As a python beginner, I sometimes get an error in encoding when reading and writing csv files, so I made a note of the summary of the contents. It is also an ** article for beginners **. The environment will be a windows environment.
About errors that are often caught when reading and writing csv files
error contents
UnicodeEncodeError: 'shift_jis' codec can't encode character '\u9ad9' in position 14: illegal multibyte sequence
It means that there are some characters that cannot be encoded with shift-jis. It occurs when the character code of the file and the character code of the written character do not match when writing the file.
By the way, the code is specified here.
Code example
with open(filepath, 'w', newline='', encoding='shift-jis') as f
error contents
UnicodeDecodeError: 'shift_jis' codec can't decode byte 0xee in position 0
It means that there are some characters that cannot be coded with shift-jis. It occurs when the character code of the file and the character code specified in the file reading do not match when reading the file. (Or, characters that cannot be read with the character code specified when reading the file are written in the file.)

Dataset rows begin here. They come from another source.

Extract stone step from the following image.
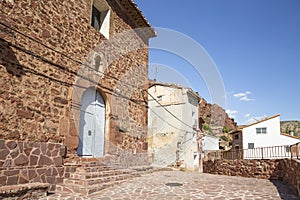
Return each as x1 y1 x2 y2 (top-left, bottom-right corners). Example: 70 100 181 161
56 180 124 195
63 174 139 186
0 183 50 200
69 169 132 179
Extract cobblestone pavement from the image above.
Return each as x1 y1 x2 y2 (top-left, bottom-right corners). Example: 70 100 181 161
46 171 300 200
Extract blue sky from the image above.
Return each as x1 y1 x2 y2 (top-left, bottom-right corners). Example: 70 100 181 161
135 0 300 124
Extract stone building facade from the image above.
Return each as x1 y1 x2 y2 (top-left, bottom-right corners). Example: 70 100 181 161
0 0 155 164
148 82 200 171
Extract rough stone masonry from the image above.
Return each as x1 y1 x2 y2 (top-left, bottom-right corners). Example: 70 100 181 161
0 0 155 188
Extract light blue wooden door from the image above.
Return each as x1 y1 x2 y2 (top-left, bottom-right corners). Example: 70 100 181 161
78 88 105 157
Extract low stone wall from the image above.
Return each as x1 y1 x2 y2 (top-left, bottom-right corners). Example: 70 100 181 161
0 139 66 190
281 159 300 196
203 159 300 195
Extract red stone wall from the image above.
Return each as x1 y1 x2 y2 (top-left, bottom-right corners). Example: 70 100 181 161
0 0 148 158
0 140 66 190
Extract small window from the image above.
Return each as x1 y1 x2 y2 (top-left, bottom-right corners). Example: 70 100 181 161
248 143 254 149
92 5 101 31
256 128 267 134
156 95 162 101
91 0 110 38
234 134 239 140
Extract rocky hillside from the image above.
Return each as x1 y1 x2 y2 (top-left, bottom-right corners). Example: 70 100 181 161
280 121 300 136
199 99 237 136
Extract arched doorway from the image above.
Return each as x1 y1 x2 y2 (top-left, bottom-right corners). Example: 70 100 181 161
77 88 105 157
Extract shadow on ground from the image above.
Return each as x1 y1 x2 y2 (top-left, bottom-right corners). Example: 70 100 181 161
270 180 300 200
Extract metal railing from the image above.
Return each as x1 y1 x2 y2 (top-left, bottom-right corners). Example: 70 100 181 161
290 142 300 159
204 143 300 160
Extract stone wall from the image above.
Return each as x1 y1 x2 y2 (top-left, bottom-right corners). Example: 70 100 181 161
203 159 300 195
0 0 152 159
0 140 66 190
281 159 300 196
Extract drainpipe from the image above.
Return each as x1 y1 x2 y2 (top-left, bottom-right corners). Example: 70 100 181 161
197 129 203 173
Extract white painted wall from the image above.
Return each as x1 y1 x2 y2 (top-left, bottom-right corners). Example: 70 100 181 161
243 116 299 149
148 85 198 170
243 116 300 159
202 135 219 151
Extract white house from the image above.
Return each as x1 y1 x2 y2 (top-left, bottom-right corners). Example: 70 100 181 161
148 82 200 171
232 114 300 158
202 135 219 151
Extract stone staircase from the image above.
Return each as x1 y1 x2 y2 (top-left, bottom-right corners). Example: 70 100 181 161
56 156 153 195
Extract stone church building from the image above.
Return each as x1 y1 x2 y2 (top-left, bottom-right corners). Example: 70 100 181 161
0 0 155 195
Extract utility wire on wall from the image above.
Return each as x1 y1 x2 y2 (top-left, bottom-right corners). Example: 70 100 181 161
0 22 199 133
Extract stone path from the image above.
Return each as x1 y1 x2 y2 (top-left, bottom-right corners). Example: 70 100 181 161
45 171 300 200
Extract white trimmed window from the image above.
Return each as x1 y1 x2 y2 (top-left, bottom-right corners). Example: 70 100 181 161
256 127 267 134
91 0 110 38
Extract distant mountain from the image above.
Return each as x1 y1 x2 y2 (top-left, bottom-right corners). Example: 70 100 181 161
199 99 237 136
280 121 300 136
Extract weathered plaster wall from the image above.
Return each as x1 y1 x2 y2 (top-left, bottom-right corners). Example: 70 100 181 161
0 0 148 158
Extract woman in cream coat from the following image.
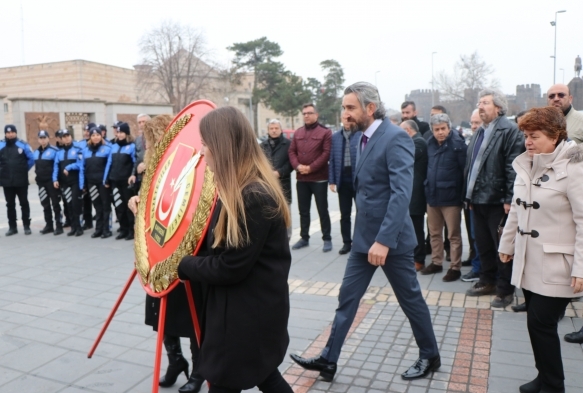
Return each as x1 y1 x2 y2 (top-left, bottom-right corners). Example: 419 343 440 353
498 107 583 393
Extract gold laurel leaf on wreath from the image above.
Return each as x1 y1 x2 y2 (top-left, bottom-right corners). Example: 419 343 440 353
148 167 215 292
134 113 192 285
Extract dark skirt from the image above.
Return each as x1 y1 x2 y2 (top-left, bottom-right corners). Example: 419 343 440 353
146 281 203 338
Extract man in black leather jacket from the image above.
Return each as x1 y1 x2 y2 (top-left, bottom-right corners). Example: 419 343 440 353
463 89 525 307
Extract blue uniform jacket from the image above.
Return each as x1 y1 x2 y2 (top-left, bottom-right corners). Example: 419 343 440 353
72 144 111 184
328 130 362 191
53 145 85 189
0 139 34 171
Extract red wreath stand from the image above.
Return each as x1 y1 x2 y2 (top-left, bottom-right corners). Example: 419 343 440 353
87 100 216 393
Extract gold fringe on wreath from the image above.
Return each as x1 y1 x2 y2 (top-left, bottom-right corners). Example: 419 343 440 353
134 114 215 292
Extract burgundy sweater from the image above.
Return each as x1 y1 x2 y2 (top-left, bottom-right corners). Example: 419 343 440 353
289 123 332 181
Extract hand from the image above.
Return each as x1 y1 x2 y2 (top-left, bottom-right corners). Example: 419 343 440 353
136 162 146 174
368 242 389 266
128 195 140 214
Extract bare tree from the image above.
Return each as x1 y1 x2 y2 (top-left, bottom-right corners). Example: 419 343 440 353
436 51 500 107
136 21 216 113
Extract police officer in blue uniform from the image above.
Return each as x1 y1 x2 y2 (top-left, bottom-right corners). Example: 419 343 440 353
51 130 71 228
82 127 111 239
33 130 63 235
53 130 84 236
106 123 136 240
0 124 34 236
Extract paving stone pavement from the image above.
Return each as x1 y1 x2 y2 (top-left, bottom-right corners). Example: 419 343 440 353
0 180 583 393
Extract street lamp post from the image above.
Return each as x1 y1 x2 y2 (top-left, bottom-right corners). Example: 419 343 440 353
551 10 567 85
431 52 437 106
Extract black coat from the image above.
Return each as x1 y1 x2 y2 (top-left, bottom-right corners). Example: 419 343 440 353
409 132 427 216
261 134 293 204
425 130 468 207
178 186 291 389
462 116 526 205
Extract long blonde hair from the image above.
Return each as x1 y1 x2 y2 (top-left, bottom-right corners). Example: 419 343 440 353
200 107 291 248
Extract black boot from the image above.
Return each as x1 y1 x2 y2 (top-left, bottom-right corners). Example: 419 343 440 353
178 338 204 393
159 334 188 388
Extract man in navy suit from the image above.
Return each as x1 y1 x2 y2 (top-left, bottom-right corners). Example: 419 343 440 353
291 82 441 381
328 124 362 255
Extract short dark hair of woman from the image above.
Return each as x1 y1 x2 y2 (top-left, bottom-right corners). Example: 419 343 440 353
518 106 567 146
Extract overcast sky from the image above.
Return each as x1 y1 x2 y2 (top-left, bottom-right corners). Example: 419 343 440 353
0 0 583 109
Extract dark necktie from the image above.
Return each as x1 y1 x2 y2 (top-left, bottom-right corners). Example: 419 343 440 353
361 135 368 152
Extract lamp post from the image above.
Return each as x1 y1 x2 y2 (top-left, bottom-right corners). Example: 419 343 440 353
551 10 567 85
431 52 437 106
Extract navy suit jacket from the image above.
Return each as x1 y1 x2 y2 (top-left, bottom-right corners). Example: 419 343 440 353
352 118 417 255
328 130 362 192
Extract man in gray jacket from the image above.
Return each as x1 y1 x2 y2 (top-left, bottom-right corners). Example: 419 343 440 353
463 89 525 307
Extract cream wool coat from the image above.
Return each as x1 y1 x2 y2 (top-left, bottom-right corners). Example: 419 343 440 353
498 141 583 298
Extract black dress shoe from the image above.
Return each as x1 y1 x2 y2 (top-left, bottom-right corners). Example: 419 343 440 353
338 244 352 255
401 355 441 379
510 302 526 312
518 377 542 393
289 353 336 382
40 225 55 235
178 375 204 393
565 328 583 344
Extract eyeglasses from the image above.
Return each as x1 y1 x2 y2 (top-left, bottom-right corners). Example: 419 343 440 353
549 93 567 100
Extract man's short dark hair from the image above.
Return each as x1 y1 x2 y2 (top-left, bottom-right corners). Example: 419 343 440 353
401 101 417 110
431 105 447 114
302 103 318 113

By the way, the code is specified here.
Code example
data = pd.read_csv(filepath, encoding = 'shift-jis')
If you want to perform a series of operations of file creation, writing, and reading on python, if you specify according to the horizontal axis below, no error should occur. (The meaning of the character code of the file represents the character code of csv created by the character code specified at the time of writing)
Character code at the time of writing | File character code | Character code at the time of reading |
---|---|---|
UTF-8 | UTF-8 | UTF-8 |
cp932 | ansi | cp932 |
shift-jis | ansi | shift-jis |
** If both cp932 and shift-jis are files, it's ansi, but which one do you use? ** ** I think the biggest difference between cp932 and shift-jis is whether they can handle environment-dependent characters such as ** Hashigodaka ** and ** 﨑 (Tatesaki) **. What you can do is cp932. So, for example, when ansi csv files are linked from other systems, it is better to assume that they will be imported with cp392 instead of shift-jis.